Selain itu, Saldi meminta agar Lieus menjelaskan alasan dan argumentasi mengapa Pasal 222 UU Pemilu dianggap bertentangan dengan UUD 1945. Ia diminta untuk mempelajari putusan MK sebelumnya. “Kira-kira celah apa lagi yang harus ditambahkan argumentasinya sehingga dasar permohonan pengujian menjadi kuat. Tadi Pak Manahan bilang, tolong dong kami dicarikan alasan yang baru. Kalau alasan lama, sudah diputus. Siapa tahu dengan alasan Pak Lieus, permohonan dikabulkan,” kata Saldi.

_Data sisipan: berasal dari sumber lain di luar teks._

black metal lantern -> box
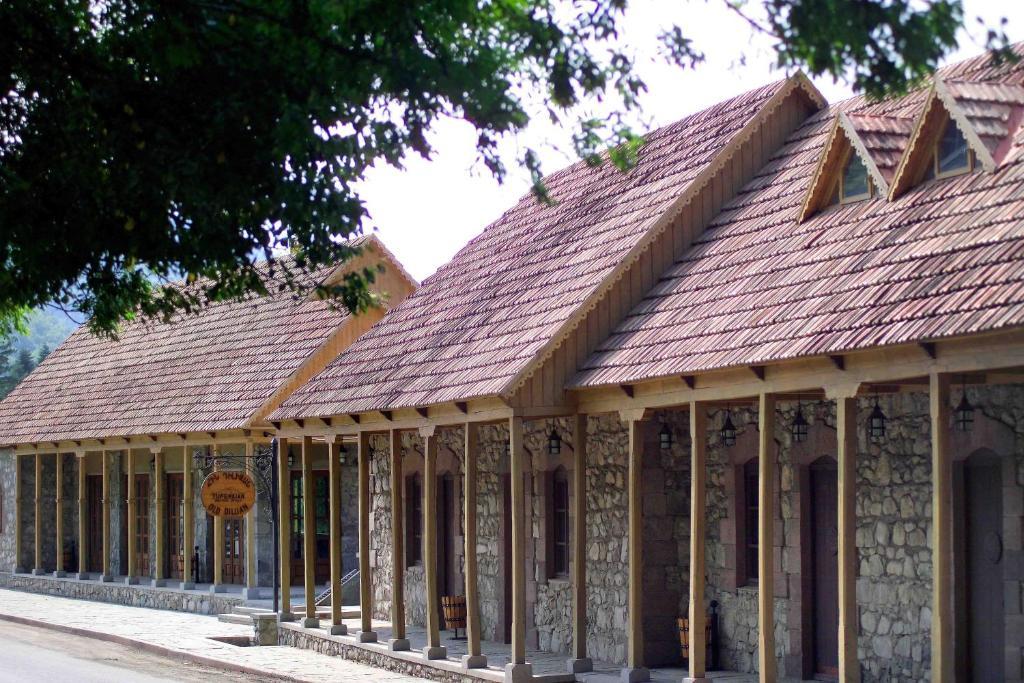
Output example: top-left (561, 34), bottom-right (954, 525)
top-left (791, 403), bottom-right (807, 443)
top-left (719, 410), bottom-right (736, 445)
top-left (657, 425), bottom-right (673, 451)
top-left (548, 428), bottom-right (562, 456)
top-left (953, 391), bottom-right (974, 432)
top-left (867, 396), bottom-right (888, 439)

Selain perkara Lieus, MK juga menggelar sidang panel untuk perkara serupa yang diajukan oleh tiga anggota Dewan Perwakilan Daerah (DPD), yaitu Tamsil Linrung, Fahira Idris, dan Edwin Pratama Putra). Dengan dipimpin oleh ketua sidang panel Enny Nurbaningsih, kuasa hukum pemohon, Ahmad Yani, menguraikan secara panjang lebar alasan kliennya menguji norma mengenai presidential threshold di UU Pemilu.

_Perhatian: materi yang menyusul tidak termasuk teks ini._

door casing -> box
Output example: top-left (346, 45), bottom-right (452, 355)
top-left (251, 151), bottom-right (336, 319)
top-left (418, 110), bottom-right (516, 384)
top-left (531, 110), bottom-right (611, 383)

Bendera-bendera partai politik saat Sosialisasi Pemanfaatan Teknologi Informasi Pada Pemilu Tahun 2024 yang diselenggarakan KPU di Gedung KPU, Jakarta, Kamis (13/1/2022).
Hingga kini, norma tersebut tengah diperiksa konstitusionalitasnya di MK atas permohonan dari sejumlah pihak seperti Musa Darwin Pane, Gatot Nurmantyo (mantan Panglima TNI), Bustami Zainuddin dan Fachrul Razi (dua anggota DPD), Tamsil Linrung, Fahira Idris, dkk (juga anggota DPD), Lieus Sungkharisma (mantan tim kampanye pasangan calon presiden-wakil presiden, Prabowo Subianto-Sandiaga Uno, di Pemilu Presiden 2019), Ikhwan Mansyur Situmeang (aparatur sipil negara), Partai Ummat, dan lainnya.
Lieus barang kali hanya salah satu dari sekian banyak warga negara yang memimpikan punya alternatif capres dan cawapres yang bisa dipilih pada Pemilu 2024. Kata kuncinya adalah banyak pilihan. Untuk memperjuangkan itu, ia berani “maju” ke MK meski bermodal pengetahuan beracara seadanya.
“Trima kasih banget deh. Penjelasannya keren,” kata Lieus setelah mendapatkan nasihat dari tiga hakim konstitusi, sesaat sebelum Arief mengetuk palu menutup sidang.
Tak hanya penjelasan, Lieus dan masyarakat kebanyakan sudah pasti menunggu putusan MK yang juga harus keren.